Equal number (based on OD 450) of wild type and ssrA mutant spores were resuspended in 50 µL YEME medium, streaked onto the surface of R2YE plate and incubated at 30°C. At indicated time points, plates were scanned from both top and bottom of the plate to show surface growth and pigment production.

Figure 8. Phenotype at high temperature and mutant complementation.

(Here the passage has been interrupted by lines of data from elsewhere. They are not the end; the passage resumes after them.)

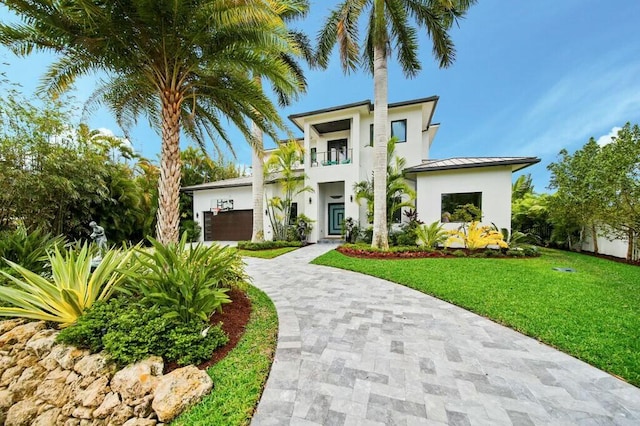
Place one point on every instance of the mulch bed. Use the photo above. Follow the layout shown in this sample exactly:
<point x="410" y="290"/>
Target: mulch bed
<point x="234" y="318"/>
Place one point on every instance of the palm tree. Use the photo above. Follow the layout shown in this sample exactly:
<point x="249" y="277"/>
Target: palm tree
<point x="281" y="167"/>
<point x="388" y="22"/>
<point x="184" y="64"/>
<point x="288" y="10"/>
<point x="398" y="193"/>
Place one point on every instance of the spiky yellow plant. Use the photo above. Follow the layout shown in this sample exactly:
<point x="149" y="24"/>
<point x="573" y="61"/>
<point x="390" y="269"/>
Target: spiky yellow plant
<point x="71" y="290"/>
<point x="476" y="237"/>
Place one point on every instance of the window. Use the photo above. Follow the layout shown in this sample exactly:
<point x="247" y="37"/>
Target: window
<point x="293" y="214"/>
<point x="399" y="130"/>
<point x="396" y="216"/>
<point x="461" y="207"/>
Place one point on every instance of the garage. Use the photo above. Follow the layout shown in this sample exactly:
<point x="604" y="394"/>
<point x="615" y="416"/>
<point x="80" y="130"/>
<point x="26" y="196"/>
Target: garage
<point x="230" y="225"/>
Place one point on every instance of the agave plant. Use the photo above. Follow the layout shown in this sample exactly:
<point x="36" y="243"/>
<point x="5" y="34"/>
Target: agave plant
<point x="476" y="237"/>
<point x="431" y="235"/>
<point x="29" y="249"/>
<point x="72" y="288"/>
<point x="192" y="282"/>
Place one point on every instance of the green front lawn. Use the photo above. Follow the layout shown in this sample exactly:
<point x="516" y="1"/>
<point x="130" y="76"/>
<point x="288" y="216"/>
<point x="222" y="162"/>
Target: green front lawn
<point x="592" y="314"/>
<point x="238" y="379"/>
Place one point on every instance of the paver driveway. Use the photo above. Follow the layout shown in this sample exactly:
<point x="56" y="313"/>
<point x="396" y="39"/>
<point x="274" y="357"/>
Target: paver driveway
<point x="357" y="350"/>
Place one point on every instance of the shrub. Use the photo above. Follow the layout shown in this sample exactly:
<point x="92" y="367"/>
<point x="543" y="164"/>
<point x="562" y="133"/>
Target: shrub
<point x="130" y="331"/>
<point x="71" y="289"/>
<point x="190" y="282"/>
<point x="192" y="229"/>
<point x="27" y="249"/>
<point x="431" y="236"/>
<point x="267" y="245"/>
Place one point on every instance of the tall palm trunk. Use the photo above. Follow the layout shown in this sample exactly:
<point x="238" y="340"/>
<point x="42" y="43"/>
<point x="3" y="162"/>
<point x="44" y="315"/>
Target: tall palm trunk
<point x="380" y="80"/>
<point x="257" y="186"/>
<point x="167" y="228"/>
<point x="257" y="167"/>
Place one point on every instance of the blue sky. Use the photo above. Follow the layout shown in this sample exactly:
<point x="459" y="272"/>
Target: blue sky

A. Wild type and mutant spores were plated as previously described in the legend to Figure 7 and grown at 39°C. At day 5 and 14, pictures were taken from the top to show growth and sporulation. B. Wild type and two independent isolates each of the indicated single and double mutants were first cultured in liquid YEME medium to log phase and equal number of cells (based on OD 450) were plated onto R2YE agar plate and grown at 39°C for 5 d. Plates were scanned from top. C. Spores of the ΔssrA strain, both uncomplemented and complemented with ssrA or ssrA-DD, were cultured in YEME in a 250 rpm shaker at 30°C for 3 d and equal densities (based on OD 450) were plated onto R2YE agar plate and further incubated at 39°C for 5 d. D. Spores of ΔsmpB and ΔssrA strains with and without complementing genes were inoculated into YEME medium to an OD 450 of 0.03 and grown at 39°C for 5 d. OD 450 was measured and used to plot the graph. E. Wild type and ΔssrA strains were transformed with a multicopy ssrA-DD plasmid and tagging was analyzed by Western blot as described in Figure 1C legend.

Figure 9. Complementation of hygromycin sensitivity.

Left panel. Wild type and mutant spores (two independent isolates each) were serially diluted 5-fold and plated onto R2YE agar without any drug (upper) or with 5 µg mL⁻¹ hygromycin (lower). Right panel. Spores of mutant cells with and without complementing genes were serially diluted and plated onto R2YE agar plate without drug (upper) or with 5 µg mL⁻¹ hygromycin (lower). All plates were scanned from top after grown at 30°C for 5 d.